Spraying with selective technology in Argentina generates savings
Dec. 14, 2020
By Leonardo Gottems, reporter for AgroPages
Agronomist Esteban Bilbao, from Agroestudio Viento Sur SRL, points out that there has been an expressive growth in the use of technology for the selective application of agrochemicals in Argentina in 2020.
According to him, with the use of intelligent spraying, the amount of herbicides needed for weed control decreases on average between 65% and 75%, reaching 98% in extreme cases.
Bilbao, who is a member of the Pest Management Network (REM), said that the selective application of pesticides not only reduces the amount of herbicides applied but also achieves greater control. That is because there is no need to wait for the weeds grow to do a great spray.
During the event Agroactiva Virtual, the agronomist revealed that the maximum adoption of this technology occurs in northern Argentine regions, such as Chaco and Santiago del Estero, where there is a significant cost in the applications. There are currently around 280 spraying applications in these areas with targeted application technology, including Weed IT and Weed Seeker, with a national product, Eco Sniper by Milar, about to enter the market.
Bilbao pointed out that the biggest obstacle to the adoption of this technology in Argentina was the cost, which varies between US$120,000 and $180,000. But the technician explained that the investment “ends up paying for itself with herbicide savings”.
“In all areas, we can adopt technology, which in the very short term can help us halve the application of chemicals,” the specialist from Agroestudio Viento Sur SRL highlighted.
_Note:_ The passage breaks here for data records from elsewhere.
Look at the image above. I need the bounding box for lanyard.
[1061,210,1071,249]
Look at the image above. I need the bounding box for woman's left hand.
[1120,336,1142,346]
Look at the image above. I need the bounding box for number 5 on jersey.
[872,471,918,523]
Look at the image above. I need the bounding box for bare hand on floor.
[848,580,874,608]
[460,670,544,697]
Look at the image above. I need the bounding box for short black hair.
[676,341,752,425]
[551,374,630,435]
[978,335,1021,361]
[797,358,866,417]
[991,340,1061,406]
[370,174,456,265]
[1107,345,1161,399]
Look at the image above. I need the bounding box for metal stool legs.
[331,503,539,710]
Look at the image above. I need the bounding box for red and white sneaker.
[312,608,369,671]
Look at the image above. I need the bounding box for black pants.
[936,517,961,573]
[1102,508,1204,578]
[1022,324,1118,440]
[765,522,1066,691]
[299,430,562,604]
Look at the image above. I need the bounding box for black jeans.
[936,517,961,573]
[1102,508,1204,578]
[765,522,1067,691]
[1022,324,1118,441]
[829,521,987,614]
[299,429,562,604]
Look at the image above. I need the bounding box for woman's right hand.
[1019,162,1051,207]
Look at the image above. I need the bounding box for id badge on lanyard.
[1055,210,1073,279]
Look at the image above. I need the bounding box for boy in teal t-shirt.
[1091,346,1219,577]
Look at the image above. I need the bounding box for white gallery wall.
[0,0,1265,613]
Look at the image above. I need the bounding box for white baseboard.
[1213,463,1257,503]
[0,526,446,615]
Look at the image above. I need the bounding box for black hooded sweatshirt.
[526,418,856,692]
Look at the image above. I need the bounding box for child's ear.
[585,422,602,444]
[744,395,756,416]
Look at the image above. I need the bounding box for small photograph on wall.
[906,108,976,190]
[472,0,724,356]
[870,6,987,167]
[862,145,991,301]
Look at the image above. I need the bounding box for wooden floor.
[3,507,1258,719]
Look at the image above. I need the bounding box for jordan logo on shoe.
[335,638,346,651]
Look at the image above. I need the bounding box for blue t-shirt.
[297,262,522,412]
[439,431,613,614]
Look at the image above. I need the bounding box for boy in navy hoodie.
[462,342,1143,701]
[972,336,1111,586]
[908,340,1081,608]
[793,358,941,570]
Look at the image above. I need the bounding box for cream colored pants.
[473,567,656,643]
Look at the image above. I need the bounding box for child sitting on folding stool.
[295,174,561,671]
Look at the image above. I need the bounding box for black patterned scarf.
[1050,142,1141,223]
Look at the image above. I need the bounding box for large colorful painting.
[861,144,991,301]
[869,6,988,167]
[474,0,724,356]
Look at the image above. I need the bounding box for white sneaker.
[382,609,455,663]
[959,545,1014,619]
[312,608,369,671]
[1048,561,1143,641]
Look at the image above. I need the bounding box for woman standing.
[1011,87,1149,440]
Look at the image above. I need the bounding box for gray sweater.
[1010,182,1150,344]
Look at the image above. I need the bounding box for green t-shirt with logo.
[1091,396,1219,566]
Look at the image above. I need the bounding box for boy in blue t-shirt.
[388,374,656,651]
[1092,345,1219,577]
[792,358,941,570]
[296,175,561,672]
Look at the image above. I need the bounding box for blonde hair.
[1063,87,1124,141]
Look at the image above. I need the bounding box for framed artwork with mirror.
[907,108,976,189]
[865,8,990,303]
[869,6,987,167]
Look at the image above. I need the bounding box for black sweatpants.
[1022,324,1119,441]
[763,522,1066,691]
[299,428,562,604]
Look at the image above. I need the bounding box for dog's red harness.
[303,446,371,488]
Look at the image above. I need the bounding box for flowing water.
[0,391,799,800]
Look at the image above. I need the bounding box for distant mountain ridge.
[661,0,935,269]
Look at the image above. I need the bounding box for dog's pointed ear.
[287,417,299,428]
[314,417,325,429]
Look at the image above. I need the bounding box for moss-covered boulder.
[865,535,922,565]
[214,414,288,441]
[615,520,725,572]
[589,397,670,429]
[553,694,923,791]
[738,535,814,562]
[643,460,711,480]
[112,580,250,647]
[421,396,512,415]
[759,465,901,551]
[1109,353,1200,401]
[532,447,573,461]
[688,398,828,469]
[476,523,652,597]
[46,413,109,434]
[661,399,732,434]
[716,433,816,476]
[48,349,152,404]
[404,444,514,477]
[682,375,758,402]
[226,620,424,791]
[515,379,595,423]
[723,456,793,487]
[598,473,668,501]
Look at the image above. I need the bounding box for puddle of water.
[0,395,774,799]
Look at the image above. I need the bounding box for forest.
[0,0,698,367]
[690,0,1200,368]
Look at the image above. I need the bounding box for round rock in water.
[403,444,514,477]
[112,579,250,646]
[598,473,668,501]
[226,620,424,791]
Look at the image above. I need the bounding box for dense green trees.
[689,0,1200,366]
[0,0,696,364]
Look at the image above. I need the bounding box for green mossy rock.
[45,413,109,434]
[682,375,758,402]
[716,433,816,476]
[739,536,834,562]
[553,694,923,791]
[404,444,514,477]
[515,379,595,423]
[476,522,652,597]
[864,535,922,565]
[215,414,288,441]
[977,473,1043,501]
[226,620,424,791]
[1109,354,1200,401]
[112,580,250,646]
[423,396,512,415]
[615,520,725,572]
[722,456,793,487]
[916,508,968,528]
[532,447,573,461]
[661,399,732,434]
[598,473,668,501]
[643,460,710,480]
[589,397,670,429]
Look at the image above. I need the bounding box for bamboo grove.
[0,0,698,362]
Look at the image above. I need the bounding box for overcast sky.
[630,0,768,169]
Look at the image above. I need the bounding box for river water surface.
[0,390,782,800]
According to him, “something fundamental” is to calibrate the equipment, measuring the diameter of the weed to be detected while “The monitoring must be adequate to these new technologies”.
The index (Cornell University's EIQ) is also used to measure environmental impact. “This index measures the environmental impact on the environment, the operator and the consumer. We are achieving 78% less environmental impacts than with a full coverage application,” he said in conclusion.